The local-first approach inverts that model. When data lives on the user’s device, there is no centralized honeypot for attackers to target. There is no outage that takes down every user at once. There is no vendor shutdown that makes your data disappear overnight. The application works whether you have an internet connection or not, because the internet was never required in the first place. Synchronization, when it exists, happens in the background as a convenience. The device is the source of truth.
Privacy is the other half of the equation. Cloud-based SaaS applications typically require you to trust the provider with your data. You trust their encryption. You trust their employees. You trust their third-party integrations. You trust that they will not change their terms of service, get acquired by a company with different values, or simply go out of business and take your data with them. Local-first software eliminates most of those trust requirements. Your data sits on your hardware, encrypted by your keys. The provider never sees it. There is nothing to breach because there is nothing stored on their servers.
The developer community is not just talking about this. They are building it. New tools and frameworks for local-first development are appearing regularly. Conflict-free Replicated Data Types allow multiple devices to synchronize without a central server deciding who wins. Browser APIs like the Origin Private File System let web applications store gigabytes of data locally. The infrastructure that made cloud-only the default choice for a decade is being matched, piece by piece, by infrastructure that makes local-first viable for a much wider range of applications.

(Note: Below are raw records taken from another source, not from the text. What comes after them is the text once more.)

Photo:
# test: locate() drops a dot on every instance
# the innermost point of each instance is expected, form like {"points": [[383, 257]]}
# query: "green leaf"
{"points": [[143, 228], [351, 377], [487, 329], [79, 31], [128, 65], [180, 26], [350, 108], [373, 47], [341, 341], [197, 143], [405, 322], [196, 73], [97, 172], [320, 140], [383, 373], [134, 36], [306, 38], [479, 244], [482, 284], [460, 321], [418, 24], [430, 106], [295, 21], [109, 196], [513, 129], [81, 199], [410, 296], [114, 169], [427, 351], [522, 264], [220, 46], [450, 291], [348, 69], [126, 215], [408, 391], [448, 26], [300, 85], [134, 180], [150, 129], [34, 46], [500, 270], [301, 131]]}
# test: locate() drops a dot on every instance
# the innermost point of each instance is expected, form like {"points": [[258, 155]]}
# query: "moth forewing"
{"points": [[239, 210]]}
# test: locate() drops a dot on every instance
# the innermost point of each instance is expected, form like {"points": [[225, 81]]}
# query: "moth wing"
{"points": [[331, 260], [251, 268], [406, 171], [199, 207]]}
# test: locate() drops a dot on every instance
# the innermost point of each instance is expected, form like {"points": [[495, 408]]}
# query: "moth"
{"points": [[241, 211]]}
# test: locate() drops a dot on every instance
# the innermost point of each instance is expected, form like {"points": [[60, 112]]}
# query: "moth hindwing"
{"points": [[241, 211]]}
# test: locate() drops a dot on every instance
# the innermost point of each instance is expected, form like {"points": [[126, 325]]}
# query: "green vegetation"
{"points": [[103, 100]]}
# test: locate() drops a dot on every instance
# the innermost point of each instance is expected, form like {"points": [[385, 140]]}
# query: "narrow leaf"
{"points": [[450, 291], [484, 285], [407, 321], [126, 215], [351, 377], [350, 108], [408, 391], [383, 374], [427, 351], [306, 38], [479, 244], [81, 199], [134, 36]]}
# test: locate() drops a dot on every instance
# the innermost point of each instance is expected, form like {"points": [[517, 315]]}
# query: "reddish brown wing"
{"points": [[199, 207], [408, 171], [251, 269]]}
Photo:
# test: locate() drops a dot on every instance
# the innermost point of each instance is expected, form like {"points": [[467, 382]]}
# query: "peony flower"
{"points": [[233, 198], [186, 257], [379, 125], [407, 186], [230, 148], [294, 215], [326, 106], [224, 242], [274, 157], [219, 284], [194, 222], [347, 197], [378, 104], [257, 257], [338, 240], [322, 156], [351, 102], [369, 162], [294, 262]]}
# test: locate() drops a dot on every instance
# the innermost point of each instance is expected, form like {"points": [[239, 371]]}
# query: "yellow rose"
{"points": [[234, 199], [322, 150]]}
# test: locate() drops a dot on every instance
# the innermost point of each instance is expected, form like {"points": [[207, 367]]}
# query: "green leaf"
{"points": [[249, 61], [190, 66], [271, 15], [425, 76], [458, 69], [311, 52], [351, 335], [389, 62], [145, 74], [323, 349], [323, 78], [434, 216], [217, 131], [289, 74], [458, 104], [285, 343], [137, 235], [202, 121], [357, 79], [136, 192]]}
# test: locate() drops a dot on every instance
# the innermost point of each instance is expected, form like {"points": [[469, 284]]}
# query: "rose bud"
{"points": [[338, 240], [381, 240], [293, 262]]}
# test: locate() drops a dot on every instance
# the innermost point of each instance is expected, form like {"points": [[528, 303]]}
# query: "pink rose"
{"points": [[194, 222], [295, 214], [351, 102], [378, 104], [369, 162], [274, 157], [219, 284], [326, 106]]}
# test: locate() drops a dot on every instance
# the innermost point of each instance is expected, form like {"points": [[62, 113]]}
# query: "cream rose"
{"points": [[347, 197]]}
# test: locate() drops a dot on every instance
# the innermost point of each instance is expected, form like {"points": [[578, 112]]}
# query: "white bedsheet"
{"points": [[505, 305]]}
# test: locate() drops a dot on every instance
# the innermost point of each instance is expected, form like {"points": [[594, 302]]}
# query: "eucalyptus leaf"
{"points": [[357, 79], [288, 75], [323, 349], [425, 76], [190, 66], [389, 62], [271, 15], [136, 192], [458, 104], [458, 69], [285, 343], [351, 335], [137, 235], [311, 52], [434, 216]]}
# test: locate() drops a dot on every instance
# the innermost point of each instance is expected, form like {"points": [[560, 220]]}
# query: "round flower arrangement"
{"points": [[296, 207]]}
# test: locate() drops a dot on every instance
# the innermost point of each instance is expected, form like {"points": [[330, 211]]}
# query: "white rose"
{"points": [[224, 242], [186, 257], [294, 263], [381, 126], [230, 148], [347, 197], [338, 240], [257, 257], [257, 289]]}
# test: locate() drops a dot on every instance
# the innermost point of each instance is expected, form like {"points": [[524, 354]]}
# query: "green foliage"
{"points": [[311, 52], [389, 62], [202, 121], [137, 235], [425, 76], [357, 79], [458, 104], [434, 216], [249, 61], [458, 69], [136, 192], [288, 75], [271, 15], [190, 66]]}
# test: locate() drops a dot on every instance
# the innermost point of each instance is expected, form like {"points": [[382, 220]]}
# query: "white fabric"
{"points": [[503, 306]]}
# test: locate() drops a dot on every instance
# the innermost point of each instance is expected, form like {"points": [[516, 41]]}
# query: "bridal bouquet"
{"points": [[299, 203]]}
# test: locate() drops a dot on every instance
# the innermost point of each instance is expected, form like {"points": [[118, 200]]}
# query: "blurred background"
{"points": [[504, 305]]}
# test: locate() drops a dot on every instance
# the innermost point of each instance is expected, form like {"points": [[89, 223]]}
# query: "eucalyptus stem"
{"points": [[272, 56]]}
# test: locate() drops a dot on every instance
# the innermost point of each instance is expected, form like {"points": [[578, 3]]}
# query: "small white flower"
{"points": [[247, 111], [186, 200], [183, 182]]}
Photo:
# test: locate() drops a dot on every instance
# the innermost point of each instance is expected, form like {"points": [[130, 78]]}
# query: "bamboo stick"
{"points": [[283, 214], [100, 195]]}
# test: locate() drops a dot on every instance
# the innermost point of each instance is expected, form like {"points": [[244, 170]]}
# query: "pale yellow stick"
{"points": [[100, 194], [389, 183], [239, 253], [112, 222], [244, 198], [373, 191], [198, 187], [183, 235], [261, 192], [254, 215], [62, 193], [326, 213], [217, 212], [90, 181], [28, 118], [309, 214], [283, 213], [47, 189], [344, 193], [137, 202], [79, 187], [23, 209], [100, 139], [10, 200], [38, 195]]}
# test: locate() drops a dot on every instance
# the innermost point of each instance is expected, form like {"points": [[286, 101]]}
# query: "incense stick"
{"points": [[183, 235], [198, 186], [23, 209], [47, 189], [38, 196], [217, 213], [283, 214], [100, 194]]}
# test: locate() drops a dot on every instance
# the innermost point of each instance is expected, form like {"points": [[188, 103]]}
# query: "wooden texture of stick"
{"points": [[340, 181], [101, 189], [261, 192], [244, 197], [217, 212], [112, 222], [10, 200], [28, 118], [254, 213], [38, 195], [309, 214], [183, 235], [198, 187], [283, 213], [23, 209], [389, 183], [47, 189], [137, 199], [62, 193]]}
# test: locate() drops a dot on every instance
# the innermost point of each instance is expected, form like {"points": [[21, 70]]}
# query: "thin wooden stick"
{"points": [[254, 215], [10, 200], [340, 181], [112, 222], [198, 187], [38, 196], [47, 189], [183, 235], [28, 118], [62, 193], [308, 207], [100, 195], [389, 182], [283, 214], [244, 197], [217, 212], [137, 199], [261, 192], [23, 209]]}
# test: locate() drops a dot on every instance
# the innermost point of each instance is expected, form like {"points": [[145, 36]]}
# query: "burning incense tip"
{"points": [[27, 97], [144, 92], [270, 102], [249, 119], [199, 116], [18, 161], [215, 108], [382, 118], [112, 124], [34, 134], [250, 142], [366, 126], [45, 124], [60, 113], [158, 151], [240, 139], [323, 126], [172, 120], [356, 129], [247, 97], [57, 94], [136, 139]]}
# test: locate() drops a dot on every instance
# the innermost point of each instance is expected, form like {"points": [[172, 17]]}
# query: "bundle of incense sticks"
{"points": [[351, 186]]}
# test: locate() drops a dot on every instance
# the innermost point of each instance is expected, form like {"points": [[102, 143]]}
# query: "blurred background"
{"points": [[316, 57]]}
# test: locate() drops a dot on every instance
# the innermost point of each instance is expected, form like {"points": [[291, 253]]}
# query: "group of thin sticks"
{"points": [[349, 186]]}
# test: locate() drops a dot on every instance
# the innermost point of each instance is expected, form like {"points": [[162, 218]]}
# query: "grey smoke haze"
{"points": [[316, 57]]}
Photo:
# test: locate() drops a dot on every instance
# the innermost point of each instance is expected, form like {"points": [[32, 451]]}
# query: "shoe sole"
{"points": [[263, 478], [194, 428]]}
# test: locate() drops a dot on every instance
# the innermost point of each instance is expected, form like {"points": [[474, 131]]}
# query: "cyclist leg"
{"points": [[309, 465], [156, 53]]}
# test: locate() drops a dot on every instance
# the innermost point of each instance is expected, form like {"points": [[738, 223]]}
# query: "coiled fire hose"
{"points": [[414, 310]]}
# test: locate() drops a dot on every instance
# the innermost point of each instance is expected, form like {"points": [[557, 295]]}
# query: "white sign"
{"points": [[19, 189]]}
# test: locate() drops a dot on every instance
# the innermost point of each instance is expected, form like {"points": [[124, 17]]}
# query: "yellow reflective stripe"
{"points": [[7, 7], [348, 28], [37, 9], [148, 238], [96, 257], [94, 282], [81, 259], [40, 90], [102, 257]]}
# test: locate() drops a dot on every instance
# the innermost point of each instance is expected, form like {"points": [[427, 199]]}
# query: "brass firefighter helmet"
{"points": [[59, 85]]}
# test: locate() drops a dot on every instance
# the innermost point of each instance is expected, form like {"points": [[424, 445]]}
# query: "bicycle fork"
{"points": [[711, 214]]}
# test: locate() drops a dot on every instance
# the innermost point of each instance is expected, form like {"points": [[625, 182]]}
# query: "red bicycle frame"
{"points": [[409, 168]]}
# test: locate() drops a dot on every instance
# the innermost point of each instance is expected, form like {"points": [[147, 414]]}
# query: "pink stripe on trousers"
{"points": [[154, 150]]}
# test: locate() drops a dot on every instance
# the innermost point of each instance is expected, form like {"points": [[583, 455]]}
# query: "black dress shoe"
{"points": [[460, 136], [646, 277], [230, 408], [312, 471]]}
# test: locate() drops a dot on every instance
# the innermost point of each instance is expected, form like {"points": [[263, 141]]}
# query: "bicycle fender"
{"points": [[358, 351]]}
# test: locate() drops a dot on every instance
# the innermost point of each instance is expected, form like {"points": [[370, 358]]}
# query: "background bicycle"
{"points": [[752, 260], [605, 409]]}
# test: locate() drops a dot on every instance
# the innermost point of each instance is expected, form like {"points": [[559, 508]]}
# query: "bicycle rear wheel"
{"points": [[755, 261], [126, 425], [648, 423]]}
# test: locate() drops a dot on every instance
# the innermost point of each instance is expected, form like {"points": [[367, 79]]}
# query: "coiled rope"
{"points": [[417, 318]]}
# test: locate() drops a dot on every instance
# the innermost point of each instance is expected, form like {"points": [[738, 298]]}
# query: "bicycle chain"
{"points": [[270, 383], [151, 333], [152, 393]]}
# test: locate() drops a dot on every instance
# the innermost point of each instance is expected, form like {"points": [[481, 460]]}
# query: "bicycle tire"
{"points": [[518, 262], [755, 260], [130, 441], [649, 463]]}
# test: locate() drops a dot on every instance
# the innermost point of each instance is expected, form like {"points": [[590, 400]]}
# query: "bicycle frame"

None of this surprises us. Cloudless Software was built on the principle that sensitive data belongs on your device, under your control, with no cloud dependency and no data collection. We did not call it local-first when we started. We just called it the right way to build software. It is encouraging to see the broader development community arriving at the same conclusion through independent research, real-world breach data, and hard lessons learned from a decade of putting everything in the cloud.
The cloud is not going away. It is good at plenty of things. But the assumption that every application must be cloud-dependent, that your data must live on someone else’s server to be useful, is being challenged by people who build software for a living. They are looking at the breach statistics, the outage reports, the vendor lock-in stories, and the privacy erosion, and they are choosing a different path. We have been on that path for a while now. It is nice to have company.